All Is Not Fair in Love and War

Armenian azatamartikner (freedom fighters) in Artsakh

BY HASMIK PILIPOSYAN

The struggle is that much more meaningful when the fight is to protect an ancestral homeland. You feel the adrenaline in your veins as soon as you step foot on that sacred soil. Just gazing nostalgically at the mountainous terrain, your confusion eats you alive as you wonder why so many fight for land that belongs to them. But, meeting your fate on land that you love and dying brutally in the hands of the enemy, all hopes and dreams of being witness to a free nation are gone. The children left behind and the devastation of a family makes it not only tragic but sometimes, a death in vain.

While in Armenia, I had the privilege of interviewing Anoush Zohrabyan, a resident and student in Armenia as well as the daughter of an azatamartik named Suren Zohrabyan. Suren passed away at the age of twenty-seven in 1992 during the Nagorno-Karabagh war, leaving behind his twenty-two year old wife and two children, then 5 and 3 years old.

Anoush and I sat down at a café in Yerevan and she told me her story.

Like many others, the 1990s stole from Anoush the most important figure in her life: her father. “It was 1992 when I lost him. Now, I am twenty-six years old and realize I viewed the world with a different lens back then. While it is true that I lost my father, my forgiveness is so great; instead, the war has given me my homeland, an independent homeland,” Anoush says. At a time when the battlefields ran red and thousands gave their lives, Suren Zohrabyan died due to severe head injury in the Tavush region, Paravakar village near the Azerbaijani border. Anoush remembers weeping and her grandmother’s horrifying distress. Anoush has difficulty coming to terms with his death even till today. Sometimes, she misses her childhood doll; in other words, anything that is a reminder of her father. Through these objects she holds on to her memories in order to relive that past once again and try to forgive his absence in her life.

Anoush desires for the homeland to be a worthy place to live that she does not regret the loss of her father. It brings her grief to see a part of our historic Armenian land that he died for and created, like Getashen and Nakhijevan, in enemy hands. Anoush is “very patriotic and proud of our history” and Armenia’s historical significance. However, she deems the Armenian people “prisoners of the elite” where the government shows absolutely no appreciation for even the families of the freedom fighters. “One would think a simple ‘thank you’ is enough as most of these men fought and died voluntarily. There are many others like myself who received no assistance growing up. This government does not ensure its people with any resources and shows little care about how we live, what we eat and how we pay for our education. But, despite its flaws I still love my country,” says Anoush.

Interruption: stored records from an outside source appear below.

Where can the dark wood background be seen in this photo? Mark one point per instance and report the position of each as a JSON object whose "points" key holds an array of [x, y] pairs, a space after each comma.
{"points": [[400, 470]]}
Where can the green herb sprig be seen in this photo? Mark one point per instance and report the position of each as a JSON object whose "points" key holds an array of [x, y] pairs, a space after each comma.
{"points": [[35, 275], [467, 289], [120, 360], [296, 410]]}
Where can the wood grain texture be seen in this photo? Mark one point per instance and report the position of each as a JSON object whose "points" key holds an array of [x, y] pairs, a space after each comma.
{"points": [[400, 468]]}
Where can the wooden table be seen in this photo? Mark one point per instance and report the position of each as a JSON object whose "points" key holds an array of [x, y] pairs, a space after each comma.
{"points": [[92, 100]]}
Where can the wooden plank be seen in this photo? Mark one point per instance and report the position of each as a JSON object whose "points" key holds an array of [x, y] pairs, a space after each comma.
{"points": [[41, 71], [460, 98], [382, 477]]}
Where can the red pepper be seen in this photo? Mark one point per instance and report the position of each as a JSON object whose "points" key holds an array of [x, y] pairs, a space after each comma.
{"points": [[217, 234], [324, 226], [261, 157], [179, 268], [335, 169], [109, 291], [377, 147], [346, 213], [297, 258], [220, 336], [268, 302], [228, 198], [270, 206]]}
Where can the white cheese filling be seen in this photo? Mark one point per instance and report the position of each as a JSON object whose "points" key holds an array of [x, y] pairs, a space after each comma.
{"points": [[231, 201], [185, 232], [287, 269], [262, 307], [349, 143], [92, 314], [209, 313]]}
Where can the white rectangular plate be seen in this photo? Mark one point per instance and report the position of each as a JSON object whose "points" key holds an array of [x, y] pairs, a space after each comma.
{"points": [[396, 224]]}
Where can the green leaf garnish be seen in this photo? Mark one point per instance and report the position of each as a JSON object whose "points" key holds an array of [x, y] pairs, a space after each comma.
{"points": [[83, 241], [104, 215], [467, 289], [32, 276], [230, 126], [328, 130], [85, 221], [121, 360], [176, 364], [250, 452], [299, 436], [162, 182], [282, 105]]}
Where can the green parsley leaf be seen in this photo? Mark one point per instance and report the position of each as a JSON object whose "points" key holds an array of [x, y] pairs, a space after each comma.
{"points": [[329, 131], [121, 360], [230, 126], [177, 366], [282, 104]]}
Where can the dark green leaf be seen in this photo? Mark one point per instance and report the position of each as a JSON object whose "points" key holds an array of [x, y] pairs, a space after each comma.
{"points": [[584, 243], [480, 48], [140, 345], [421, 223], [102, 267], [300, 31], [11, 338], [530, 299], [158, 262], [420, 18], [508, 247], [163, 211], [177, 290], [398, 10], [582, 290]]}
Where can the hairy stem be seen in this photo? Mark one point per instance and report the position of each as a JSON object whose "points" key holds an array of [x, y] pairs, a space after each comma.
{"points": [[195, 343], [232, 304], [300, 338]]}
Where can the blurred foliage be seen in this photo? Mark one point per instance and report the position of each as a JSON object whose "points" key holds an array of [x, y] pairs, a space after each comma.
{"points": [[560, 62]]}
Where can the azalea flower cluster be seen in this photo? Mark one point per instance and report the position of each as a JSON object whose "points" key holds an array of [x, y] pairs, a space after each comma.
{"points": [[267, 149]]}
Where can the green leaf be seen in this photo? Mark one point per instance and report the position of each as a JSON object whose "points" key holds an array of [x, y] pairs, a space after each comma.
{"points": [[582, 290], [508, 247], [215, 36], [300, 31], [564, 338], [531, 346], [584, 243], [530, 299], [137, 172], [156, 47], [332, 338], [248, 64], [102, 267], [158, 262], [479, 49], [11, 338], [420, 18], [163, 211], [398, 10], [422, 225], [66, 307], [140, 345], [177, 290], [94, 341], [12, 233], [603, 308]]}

There are hundreds of azatamartiks and families in Armenia and Artsakh in demand of urgent medical and financial assistance that don’t receive proper judgment from the Armenian government. The bravery and boldness behind their pursuit contradicts the reality of the current Armenian state. Although, I firmly believe that there is always hope for our veterans and nation because of our youth. Anoush was not fully aware (like most citizens in Armenia) of diasporan efforts in providing a helping hand to our freedom fighters and nation. I commended our Armenian diaspora organizations, especially our youth organizations such as the UYA, ANCA youth activists, ASA, and the AYF (“With Our Soldiers” Campaign) in raising money to provide most of our azatamartiks with medical assistance and the opportunity to improve the quality of their lives.

Anoush thinks of her father every day and says that he gives her strength spiritually to always make the right decisions. She has constant flashbacks to the sound of shelling and gunshots and relives the time after her father’s death when their dog, hungry and weak, would walk to his gravesite each day and lay on the tombstone.

Today, Anoush is working towards a Master’s degree in literature and poetry at Yerevan State University and is also a script-write for the television series “Kyanqi Carousel”, while her brother studies at Yerevan State Medical University.